Сформировался и характер юного князя. «Степенная книга царского родословия» описывает его так: «Во время юности своей князь придерживался смиренномудрия, воздержания и соблюдал чистоту душевную и телесную, прилежал кротости, а тщеславия избегал, и весьма был верен воздержанию от пищи, так как знал, что угождение чреву мешает целомудрию и создает препятствие бдению и прочим добродетелям. На устах у него были одни только божественные слова, услаждавшие нас более, чем сотовый мед; ведь прочитал он Священное Писание и желал с усердием исполнить на деле его установления. Родственники видели, что он преуспевает в добродетелях, и всячески стремится угодить Богу, и загорелся небесным желанием делать только хорошее и честное другим людям; он всячески пытался в своем правлении проявлять смиренномудрие. Он мог бы быть Богом почтен честью земного царствования и мог бы иметь жену и детей, но он вместо того стяжал смиренную мудрость больше, чем все другие люди».
В «Житиях святых Российской церкви» о княжиче говорится кратко: «кроток и тих был его нрав издетства». В том же духе о его характере рассказывает архимандрит Рождественского монастыря Иона Думин в Житии святого Александра Невского, написанном в 1591 году: добрый, прехрабрый, исполненный благодатью Святого Духа, «измлада Христа възлюбив и Пречистую Его Богоматерь, повелику же чтяше иерейский чин, яко слуги Божий, и мнишеский велми любляше, и нищих миловаше, еже от всякиа неправды отгребаяся, аки изящен воин, во всем угажая Владыце своему Христу». Александр Невский, по мнению Ионы Думина, в полной мере сочетал в себе добросердечие с властвованием. Он так пишет о будущем новгородском князе-наместнике, соправителе отца: «Сей убо бысть, по реченному, око слепым и ухо глухим и нога хромым, сиречь сиротам и вдовицам заступник и алчющим кормитель, безпомощным помощник, и со Иовом глаголаше: не изыде из дому его нищ, тща имея недра. И просто рещи, всем комуждо во всякой нужди бе помагая. И тако ему живущу в Великом Новеграде и от Господа Бога порученную власть добре и боголюбне правящу».

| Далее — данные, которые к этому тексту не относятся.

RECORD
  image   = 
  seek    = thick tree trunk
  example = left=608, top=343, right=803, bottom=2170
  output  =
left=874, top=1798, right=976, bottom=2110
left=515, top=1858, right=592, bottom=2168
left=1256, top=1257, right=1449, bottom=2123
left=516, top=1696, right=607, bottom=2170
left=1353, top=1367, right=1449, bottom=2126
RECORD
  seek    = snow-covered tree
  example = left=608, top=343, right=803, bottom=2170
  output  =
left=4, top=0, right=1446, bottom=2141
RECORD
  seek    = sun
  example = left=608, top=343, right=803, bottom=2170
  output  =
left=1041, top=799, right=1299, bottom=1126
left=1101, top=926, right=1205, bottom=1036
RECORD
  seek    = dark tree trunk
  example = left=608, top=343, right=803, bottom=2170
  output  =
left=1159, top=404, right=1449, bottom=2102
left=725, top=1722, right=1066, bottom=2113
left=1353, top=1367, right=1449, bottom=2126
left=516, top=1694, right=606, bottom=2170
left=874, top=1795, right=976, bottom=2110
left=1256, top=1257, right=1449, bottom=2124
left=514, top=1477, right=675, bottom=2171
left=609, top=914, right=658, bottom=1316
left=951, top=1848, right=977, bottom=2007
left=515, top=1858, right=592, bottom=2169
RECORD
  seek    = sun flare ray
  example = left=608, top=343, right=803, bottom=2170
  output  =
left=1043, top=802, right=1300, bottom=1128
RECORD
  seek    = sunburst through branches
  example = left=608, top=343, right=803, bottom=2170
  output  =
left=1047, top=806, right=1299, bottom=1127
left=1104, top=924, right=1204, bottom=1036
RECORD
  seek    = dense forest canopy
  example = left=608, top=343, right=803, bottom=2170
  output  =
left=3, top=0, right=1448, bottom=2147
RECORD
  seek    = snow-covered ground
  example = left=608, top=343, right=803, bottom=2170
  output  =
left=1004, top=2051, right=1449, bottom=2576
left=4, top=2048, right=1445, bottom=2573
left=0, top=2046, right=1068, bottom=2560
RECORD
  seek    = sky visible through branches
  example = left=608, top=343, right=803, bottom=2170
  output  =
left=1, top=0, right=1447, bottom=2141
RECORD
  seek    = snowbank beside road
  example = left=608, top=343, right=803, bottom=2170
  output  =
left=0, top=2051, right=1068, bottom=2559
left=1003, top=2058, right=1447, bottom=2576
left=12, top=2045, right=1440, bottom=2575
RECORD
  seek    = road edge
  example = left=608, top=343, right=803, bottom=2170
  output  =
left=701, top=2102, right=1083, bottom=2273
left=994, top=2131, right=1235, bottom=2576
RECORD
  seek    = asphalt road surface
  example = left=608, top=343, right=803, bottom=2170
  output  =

ГОСПОДИН ВЕЛИКИЙ НОВГОРОД И ЮНЫЕ НАМЕСТНИКИ
Князь Александр Ярославич, воспитанный в тиши Переяславля-Залесского в гордом сознании князя-самовластца, которому все покорно в родной земле, в отчем городе, встретился с вольным Новгородом еще в младенческом возрасте, в 1222 году, когда ему было от роду всего два года. Служение Новгороду требовало от отца почти непрерывного участия в военных походах. И князь Ярослав в 1223 году отвез семью обратно в Переяславль, опасаясь за здоровье жены и детей: уж слишком беспокойной, бурной была его жизнь в Новгороде. Не было ни минуты покоя: сборы в поход сменялись самим походом, а тот — судебными тяжбами, которые должен был разрешать князь по «Правде Ярославлей». А за ними следовали волнения строптивых новгородцев, разделившихся на противоборствующие партии и вечно ссорящихся на вече. Таких городов на Руси надобно было еще поискать! Вечевая, общинная жизнь била в Новгороде ключом, здесь царила вольница русская, действовали совсем иные законы, чем в Переяславле.
Только к Рождеству 1226 года, через полтора года после княжеского пострига, когда Александру исполнилось шесть с половиной, а Федору семь с половиной лет, отец взял их с собою, с княгинею, воспитателями и наставниками. Поселились там, где обычно жили княжеские семьи: на Рюриковом Городище, во дворце, что в 3 километрах от города, поближе к истокам Волхова, там, где некогда близ нынешнего храма Святого Спаса Нередицы шумел богатый и древний Великий Словенск. Нынче здесь находилось село Мирополье. При посаднике Гостомысле, сыне князя Буривоя, праправнуке Владимира Старого, на берегах Волхова, в 6 километрах от озера Ильменя, среди дубовых рощ построили другой, новый город, и нарекли его «Новгородом», а позднее стали называть «Господином Великим Новгородом»: уж больно от стал славен и богат!